S: What are you making? I don’t ever say no to smoothies.
A: Smoothies it is, no carrot though since we’re going to have carrot later. Just usual juices, kale, and lots of frozen fruits.
S: We’re supposed to loop around and hit a picnic area with rest rooms.
A: Alright, I’m trusting you on this.
A: Because I have to pee! It’s got to be around the corner.
S: We’ll hit it, don’t worry.
S: This water is loud.
A: For a creek it sure is huge. Okay let’s move because I still need to pee.
A: Look we’ve busted out this trail and haven’t come to any restrooms. And this circles back to the car. I’m going to have to suck it up and use the porta-potty. What kind of visitor’s center doesn’t have restrooms but makes people use a porta-potty? Hold Rocky.
Sweet, sweet relief…
A: The good news is that it didn’t smell. The bad news is there was no lock and the door stayed slightly ajar the whole time. I actually had to pee so bad I didn’t care if anyone saw anything.
S: I’m off to pee.
A: I’ll be here.
A: So listen, the trails at this park are a little odd and I don’t dig the porta-potty. Biting flies keep landing on Rocks and gnats are all over the place. Let’s just go.
S: There’s another park down the road. Do you want to hit it?
A: None of the close-ups are coming out! They are all blurry. I’m going to have to just do a close up group shot. You know I don’t like that.
A: Salad for me and leftover wrap for you. Cantaloupe, purple slaw, and vegan nuggets for everyone. And raspberry lemonade for you.
A: I have some for you alright. No need to stick out your lip and pout about it.
S: I don’t think that’s going to work.
A: Won’t know till we try.
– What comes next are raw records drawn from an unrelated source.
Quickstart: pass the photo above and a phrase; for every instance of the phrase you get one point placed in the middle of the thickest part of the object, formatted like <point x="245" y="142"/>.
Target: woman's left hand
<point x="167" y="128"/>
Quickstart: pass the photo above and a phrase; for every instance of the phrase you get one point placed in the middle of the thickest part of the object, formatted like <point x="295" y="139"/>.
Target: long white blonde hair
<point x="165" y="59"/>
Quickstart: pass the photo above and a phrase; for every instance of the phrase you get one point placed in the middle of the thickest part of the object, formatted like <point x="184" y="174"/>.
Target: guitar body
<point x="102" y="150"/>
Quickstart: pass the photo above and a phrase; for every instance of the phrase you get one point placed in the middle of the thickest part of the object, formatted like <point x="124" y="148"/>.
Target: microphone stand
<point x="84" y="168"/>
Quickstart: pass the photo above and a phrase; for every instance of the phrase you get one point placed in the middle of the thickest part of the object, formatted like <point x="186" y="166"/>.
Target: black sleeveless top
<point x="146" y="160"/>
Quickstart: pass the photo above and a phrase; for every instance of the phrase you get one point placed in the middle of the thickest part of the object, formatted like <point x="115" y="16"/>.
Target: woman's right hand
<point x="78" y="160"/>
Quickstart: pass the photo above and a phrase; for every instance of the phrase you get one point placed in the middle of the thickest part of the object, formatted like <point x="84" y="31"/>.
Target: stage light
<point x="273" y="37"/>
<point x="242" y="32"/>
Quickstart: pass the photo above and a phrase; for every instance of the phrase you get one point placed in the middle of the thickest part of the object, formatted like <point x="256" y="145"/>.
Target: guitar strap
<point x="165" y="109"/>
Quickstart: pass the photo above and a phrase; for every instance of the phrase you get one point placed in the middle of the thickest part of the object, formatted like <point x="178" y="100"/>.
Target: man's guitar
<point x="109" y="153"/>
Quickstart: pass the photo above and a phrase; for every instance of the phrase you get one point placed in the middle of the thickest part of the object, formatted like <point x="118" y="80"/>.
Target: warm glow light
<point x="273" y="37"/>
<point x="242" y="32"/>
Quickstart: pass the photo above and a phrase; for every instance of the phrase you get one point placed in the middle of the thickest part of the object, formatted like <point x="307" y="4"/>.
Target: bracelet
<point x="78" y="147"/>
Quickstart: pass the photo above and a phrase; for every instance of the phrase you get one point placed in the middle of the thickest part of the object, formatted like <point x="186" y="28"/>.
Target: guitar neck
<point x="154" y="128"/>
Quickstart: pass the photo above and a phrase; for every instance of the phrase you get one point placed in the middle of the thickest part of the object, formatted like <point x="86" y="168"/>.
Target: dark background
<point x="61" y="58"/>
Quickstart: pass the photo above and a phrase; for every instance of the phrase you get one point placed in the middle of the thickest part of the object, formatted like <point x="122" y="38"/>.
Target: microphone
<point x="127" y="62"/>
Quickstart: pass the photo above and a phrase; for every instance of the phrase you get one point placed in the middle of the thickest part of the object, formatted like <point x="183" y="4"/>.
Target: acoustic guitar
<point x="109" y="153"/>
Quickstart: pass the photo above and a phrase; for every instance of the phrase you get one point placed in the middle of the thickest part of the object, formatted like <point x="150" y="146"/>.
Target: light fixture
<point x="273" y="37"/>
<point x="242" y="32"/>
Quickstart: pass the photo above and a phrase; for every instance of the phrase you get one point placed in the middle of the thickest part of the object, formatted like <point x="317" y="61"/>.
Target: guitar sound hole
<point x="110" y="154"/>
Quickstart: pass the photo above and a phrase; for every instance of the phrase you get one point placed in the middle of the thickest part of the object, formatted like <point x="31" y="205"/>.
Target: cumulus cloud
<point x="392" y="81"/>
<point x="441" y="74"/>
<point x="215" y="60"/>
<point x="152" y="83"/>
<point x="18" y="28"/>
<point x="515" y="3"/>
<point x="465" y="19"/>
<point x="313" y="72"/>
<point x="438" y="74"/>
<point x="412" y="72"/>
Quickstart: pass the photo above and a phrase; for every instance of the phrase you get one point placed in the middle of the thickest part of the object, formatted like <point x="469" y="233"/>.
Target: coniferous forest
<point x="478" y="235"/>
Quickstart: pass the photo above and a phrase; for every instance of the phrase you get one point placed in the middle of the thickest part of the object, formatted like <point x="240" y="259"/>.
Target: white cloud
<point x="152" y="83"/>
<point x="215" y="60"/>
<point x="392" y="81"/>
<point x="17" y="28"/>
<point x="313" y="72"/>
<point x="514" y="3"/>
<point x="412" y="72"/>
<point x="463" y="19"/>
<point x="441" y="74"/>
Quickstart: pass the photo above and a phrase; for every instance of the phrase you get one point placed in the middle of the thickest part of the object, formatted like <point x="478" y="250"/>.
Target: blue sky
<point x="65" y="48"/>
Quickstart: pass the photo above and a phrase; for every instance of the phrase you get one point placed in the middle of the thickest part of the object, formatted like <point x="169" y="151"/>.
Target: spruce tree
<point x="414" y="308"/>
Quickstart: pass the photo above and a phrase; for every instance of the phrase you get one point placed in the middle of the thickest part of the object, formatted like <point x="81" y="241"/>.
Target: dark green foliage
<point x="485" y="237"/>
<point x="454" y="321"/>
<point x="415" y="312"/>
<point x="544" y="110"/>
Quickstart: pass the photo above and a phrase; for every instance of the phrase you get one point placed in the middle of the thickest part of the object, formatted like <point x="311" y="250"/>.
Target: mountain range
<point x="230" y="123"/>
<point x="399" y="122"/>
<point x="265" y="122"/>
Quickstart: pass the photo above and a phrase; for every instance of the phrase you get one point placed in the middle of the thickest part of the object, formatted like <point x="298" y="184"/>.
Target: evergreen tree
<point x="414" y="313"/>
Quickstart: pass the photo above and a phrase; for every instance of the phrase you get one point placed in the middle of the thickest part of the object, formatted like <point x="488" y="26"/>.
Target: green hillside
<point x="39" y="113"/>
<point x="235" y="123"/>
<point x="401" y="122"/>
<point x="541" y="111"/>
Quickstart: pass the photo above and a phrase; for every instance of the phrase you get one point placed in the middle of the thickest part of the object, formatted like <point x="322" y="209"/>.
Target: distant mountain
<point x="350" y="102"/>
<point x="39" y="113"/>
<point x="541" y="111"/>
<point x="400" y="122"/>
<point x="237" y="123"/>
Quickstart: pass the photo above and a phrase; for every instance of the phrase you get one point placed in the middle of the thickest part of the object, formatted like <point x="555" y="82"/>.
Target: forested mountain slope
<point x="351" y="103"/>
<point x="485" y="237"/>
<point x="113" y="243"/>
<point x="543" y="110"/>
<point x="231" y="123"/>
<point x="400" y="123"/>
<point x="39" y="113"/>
Aw crap, let’s try again.
S: Are you ready to pack it up and start walking around?
A: Hike! Hike! Hike!
R: I got this sign mom, don’t worry.
S: Let’s hit the paved trails that are around the park and not “through” the park
A: Cool, let’s go.
S: Did you even use it?
A: Yes I did, thanks. Not much but I did use it. I think someone’s getting tired. Oh and hey, thanks for having my back and telling me my shirt was inside out.
S: No problem. It didn’t look funny, so no worries there.
A: You got it lil dude. Let’s jet.
S: Whole wheat penne with sauteed broccoli rabe and zucchini. Some onion and a can of diced tomatoes with garlic help create a sauce for the penne. Sprinkled with shaved parm to bring some salty tang to the pasta and compliment the sea salt background of the scallops.
S: And everything all together. I’m sure after dinner, my punkass wife is going to want some red wine. And she may or may not want some ice cream. If only she would help out more around the kitchen the ice cream demands would be slightly more tolerable. Of course I’m kidding, she’s totally tolerable!